En ce jeudi soir, les musiciens de l’Orchestre National du Capitole de Toulouse sont portés par un public de la Halle aux grains très chaleureux, chauffé après une déclaration liminaire d’un violoniste qui a souhaité l’alerter sur les coupes budgétaires de la culture. Les spectateurs applaudiront consciencieusement chaque mouvement du Concerto pour violon de Sibelius puis chaque mouvement de la Sinfonietta de Korngold. Ils feront un triomphe au jeune violoniste ukrainien Bohdan Luts (Premier Prix au Concours Long-Thibaud en 2023) et acclameront la première prestation toulousaine de la cheffe Marie Jacquot.
Les premières notes de Sibelius peinent à émerger de toute cette chaleur. Début introverti, tempo très mesuré, il manque un équilibre entre les pupitres pour ressentir un ensemble. De cette incertitude, le violon de Luts émerge, simple, clair, assuré ; il sera notre ligne. Sa cadence est aussi époustouflante que la reprise de l’orchestre derrière est prudente. Tout est très décomposé et manque de corps, d’unité. Est-ce dû à la battue de Marie Jacquot ? Prudente, la cheffe utilise très peu sa main gauche, comme si elle ne voulait pas gêner le soliste.
Le deuxième mouvement « Adagio di molto » débute par une belle introduction de la petite harmonie, mais la longue phrase thématique du violon émerge péniblement sous des cors lourds. Alors qu’on en attend de la grâce, le « di molto » devient poids. L’ostinato du troisième mouvement, entre des cordes sur la retenue et des timbales trop présentes, ne trouve pas plus son équilibre malgré la virtuosité solaire de l’Ukrainien. Le violoniste renchérira en bis avec le Onzième Caprice de Paganini : liberté, culot, tempo effréné dans le « Presto » central, il emporte l’adhésion.

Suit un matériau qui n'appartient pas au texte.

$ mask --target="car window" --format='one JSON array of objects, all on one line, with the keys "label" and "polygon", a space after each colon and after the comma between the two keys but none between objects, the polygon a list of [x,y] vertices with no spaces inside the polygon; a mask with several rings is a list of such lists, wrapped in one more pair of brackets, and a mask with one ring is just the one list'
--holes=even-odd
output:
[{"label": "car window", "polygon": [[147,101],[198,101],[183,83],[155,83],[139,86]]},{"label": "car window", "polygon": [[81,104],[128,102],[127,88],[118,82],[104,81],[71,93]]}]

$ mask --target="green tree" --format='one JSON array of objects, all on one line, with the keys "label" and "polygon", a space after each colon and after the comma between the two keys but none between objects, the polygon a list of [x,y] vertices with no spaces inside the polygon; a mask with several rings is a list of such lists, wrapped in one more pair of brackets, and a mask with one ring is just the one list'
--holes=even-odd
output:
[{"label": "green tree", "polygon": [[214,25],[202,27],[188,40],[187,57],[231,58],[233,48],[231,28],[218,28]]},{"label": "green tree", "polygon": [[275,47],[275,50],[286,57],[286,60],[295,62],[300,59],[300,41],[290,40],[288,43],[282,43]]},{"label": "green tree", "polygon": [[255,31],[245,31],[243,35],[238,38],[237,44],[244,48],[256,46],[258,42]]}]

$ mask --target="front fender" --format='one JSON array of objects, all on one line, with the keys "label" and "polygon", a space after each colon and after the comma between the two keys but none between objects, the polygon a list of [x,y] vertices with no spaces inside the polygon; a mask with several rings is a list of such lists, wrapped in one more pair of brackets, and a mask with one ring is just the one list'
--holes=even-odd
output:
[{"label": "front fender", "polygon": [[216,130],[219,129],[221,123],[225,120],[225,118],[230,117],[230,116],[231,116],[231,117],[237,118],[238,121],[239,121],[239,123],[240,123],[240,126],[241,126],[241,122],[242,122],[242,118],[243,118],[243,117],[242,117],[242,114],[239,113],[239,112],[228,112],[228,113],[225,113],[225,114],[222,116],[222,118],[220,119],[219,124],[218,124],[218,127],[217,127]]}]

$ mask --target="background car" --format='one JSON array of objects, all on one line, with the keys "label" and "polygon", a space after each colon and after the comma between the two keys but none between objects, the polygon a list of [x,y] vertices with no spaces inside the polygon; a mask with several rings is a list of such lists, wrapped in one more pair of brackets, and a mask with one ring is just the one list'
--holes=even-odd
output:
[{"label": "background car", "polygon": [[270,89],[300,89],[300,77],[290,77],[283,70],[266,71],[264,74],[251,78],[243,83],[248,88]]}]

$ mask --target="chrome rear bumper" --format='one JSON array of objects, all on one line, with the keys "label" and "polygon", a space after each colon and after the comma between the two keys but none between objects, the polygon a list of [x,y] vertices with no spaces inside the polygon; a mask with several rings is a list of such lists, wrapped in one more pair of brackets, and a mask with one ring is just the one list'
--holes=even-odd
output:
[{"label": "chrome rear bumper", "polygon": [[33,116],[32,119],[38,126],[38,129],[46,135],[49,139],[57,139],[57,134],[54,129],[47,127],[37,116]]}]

L’entracte nous permet de nous replacer dans la Vienne effervescente du début de siècle, celle qui découvrait avec stupeur un prodige de la musique. Alors qu'Erich Wolfgang Korngold n’était qu’adolescent, Richard Strauss s’inclinait devant son génie et Bruno Walter ou Gustav Mahler dirigeaient ses œuvres avec gourmandise. Signée par un compositeur âgé de seize ans à peine, la Sinfonietta fait entendre une musique luxuriante, profuse, jouissive.
D’emblée, l’orchestre en trouve le ton, porté par un pupitre de violons conquérants. Dans un matériau thématique assez souple et nettement caractérisé, les idées fusent, les traits jaillissent. Tous les pupitres sont à la fête, chacun étant exploité dans ses plus brillantes possibilités expressives. Peu de solos, beaucoup de nuances, d’élans lyriques et d’expressivité ; notre regard et notre oreille sont sollicités en permanence, notre imagination attirée par des images qui parcourent le temps et l’espace. À l'exception du début du quatrième mouvement, avec son introduction dissonante et le fugato étrange qui suit, c’est une musique qui intrigue peu mais qui séduit follement.

Au cœur de cette jungle sonore, Marie Jacquot ordonne et structure, tient son orchestre. Déployant la force de ses bras, elle fend la matière sonore de son sabre blanc, pointe, élève, tire, retient, le tout en souriant à pleines dents. C'est elle qui a proposé l'audition de cette rare partition de Korngold. Et c’est un orchestre joyeux qui suit ce soleil comme son ombre.